1. a kind of manufacturing method of polyacrylic acid water-absorbent resin, which is characterized in that it includes the following steps：

(a) it obtains containing unsaturated acrylic monomer and cross-linking agent aqueous solution,

(b) step for mixing blowing-agent particle and/or foaming agent solution with unsaturated acrylic monomer and cross-linking agent aqueous solution Suddenly,

(c) monomer solution is subjected to the step of polymerization forms porous gel shape cross-linked polymer,

(d) by aqueous porous gel shape cross-linked polymer in the course of the polymerization process or polymerization after through shearing and/or squeezing action power powder The step of being broken into gel particle,

(d1) the gel particle number average bead diameter is 0.5~20 millimeter,

(d2) mass fraction of the gel particle grain size more than 2 millimeters is 10~100wt%,

(d3) the porous gel shape cross-linked polymer is broken by shearing and/or squeezing action power, the porous structure of gel particle Bad rate is 0~70%,

(e) gel particle after crushing is thermally dried to form aperture as 10~500 um porous structure cross-linked polymers The step of,

(f) the step of grain refined is carried out to porous structure cross-linked polymer after drying and is sieved.

2. the manufacturing method of water-absorbing resins according to claim 1, which is characterized in that the unsaturation acrylic monomer The mixed solution for being the water soluble salt of acrylic acid and/or acrylic acid as principal component with the aqueous solution of crosslinking agent.
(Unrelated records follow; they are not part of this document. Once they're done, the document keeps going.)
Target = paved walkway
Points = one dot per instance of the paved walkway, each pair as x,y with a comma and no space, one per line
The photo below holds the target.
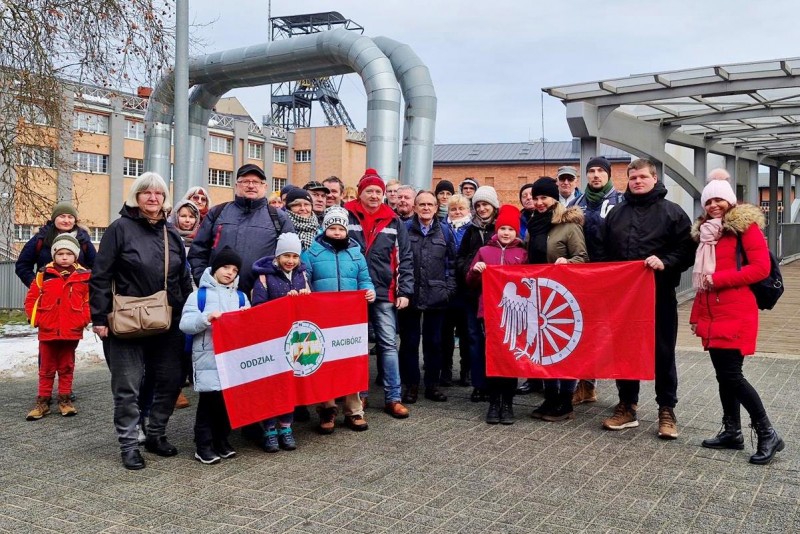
443,470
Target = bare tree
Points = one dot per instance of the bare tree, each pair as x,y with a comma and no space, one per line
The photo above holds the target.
48,50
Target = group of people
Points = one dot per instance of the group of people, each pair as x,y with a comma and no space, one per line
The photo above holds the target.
419,256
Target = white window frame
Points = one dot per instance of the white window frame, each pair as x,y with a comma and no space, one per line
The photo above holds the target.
216,140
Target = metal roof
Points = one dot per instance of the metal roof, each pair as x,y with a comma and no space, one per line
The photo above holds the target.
753,106
538,152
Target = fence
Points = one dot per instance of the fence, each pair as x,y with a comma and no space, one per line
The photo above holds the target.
12,291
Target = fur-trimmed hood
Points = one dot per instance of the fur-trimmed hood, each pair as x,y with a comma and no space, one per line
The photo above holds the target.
737,220
567,215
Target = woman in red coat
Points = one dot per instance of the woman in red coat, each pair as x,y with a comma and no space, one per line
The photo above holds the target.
725,314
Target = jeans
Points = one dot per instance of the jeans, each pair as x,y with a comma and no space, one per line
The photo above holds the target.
431,333
477,346
734,389
666,371
383,319
211,422
129,360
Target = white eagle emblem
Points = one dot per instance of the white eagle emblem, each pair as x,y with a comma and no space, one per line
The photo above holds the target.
550,317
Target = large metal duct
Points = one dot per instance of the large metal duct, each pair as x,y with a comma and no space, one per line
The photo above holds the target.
321,54
419,128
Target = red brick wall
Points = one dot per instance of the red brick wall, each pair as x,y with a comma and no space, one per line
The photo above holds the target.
508,178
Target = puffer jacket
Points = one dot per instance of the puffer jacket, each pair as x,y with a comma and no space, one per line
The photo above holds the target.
132,255
275,284
35,255
244,225
595,215
194,322
386,249
63,309
646,225
434,265
727,315
329,270
495,254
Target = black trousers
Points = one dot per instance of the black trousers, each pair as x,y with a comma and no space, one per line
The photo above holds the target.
734,389
211,421
666,371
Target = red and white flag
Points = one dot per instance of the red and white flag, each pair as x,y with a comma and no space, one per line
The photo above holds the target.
289,352
593,320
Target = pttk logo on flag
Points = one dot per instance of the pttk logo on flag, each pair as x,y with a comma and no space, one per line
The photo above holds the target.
291,352
570,321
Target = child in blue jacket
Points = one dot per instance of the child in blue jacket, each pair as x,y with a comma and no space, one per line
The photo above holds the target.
216,295
279,276
335,263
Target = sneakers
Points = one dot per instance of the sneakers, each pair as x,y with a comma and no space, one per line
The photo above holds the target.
327,418
667,424
356,423
585,392
41,409
286,439
624,417
65,406
270,443
206,455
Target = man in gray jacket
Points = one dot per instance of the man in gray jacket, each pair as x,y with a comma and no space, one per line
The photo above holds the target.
249,225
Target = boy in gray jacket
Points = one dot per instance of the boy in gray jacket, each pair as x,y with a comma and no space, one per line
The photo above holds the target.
216,295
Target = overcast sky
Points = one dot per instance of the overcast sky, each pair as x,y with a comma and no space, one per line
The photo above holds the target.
489,60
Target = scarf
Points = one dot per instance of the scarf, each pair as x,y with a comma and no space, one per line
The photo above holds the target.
705,261
596,197
538,228
307,228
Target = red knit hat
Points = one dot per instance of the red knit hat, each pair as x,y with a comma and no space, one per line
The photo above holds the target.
371,177
508,216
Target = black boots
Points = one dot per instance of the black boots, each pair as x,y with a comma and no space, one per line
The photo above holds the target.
729,437
768,442
493,414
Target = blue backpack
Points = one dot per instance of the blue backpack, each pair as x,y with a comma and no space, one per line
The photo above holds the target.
201,305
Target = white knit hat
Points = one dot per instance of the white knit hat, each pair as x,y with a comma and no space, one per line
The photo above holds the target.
719,188
288,243
486,193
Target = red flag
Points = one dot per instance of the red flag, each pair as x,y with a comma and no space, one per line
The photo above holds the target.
291,351
593,320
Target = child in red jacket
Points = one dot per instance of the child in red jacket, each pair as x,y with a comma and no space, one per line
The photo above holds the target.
58,303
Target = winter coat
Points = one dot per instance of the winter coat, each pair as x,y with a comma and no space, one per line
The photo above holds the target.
275,284
434,265
132,255
246,226
35,255
63,309
387,251
595,215
646,225
194,322
474,238
727,315
329,270
495,254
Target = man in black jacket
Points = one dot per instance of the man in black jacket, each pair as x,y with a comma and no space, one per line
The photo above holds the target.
649,227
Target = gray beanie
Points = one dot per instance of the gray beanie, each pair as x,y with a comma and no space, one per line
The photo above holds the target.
288,243
486,193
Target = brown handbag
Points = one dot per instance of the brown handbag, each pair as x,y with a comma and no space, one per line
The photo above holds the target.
135,317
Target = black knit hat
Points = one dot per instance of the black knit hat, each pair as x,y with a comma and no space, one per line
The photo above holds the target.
601,162
545,186
226,256
445,185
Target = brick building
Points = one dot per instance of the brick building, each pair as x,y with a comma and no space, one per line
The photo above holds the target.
508,166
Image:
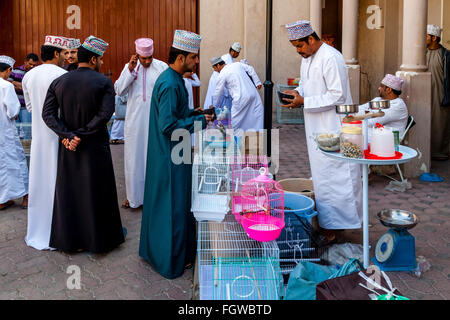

3. the manufacturing method of water-absorbing resins according to claim 1, which is characterized in that the crosslinking agent is included selected from molecule Have the compound of multiple vinyl, intramolecular contain at least one vinyl compound and it is at least one can with it is described unsaturated single Carboxyl reacts on body the compound of functional group, intramolecular have it is multiple can be with carboxyl reacts on the unsaturated monomer function It is one or more in the compound of group.

4. the manufacturing method of water-absorbing resins according to claim 1, which is characterized in that the gel particle number average bead diameter is 0.5~20 millimeter, preferably 0.3~15 millimeter, further preferred 0.5~10 millimeter.

5. the manufacturing method of water-absorbing resins according to claim 1, which is characterized in that the gel particle grain size is more than 2 The mass fraction of millimeter is 10~100wt%, preferably 20~100wt%, further preferred 30~100wt%.

6. the manufacturing method of water-absorbing resins according to claim 1, which is characterized in that the porous gel shape cross-linked polymeric For object by shearing, squeezing action power, the porous structure destructive rate of gel particle is 0~70%, preferably 0~60%, further excellent Select 0~50%.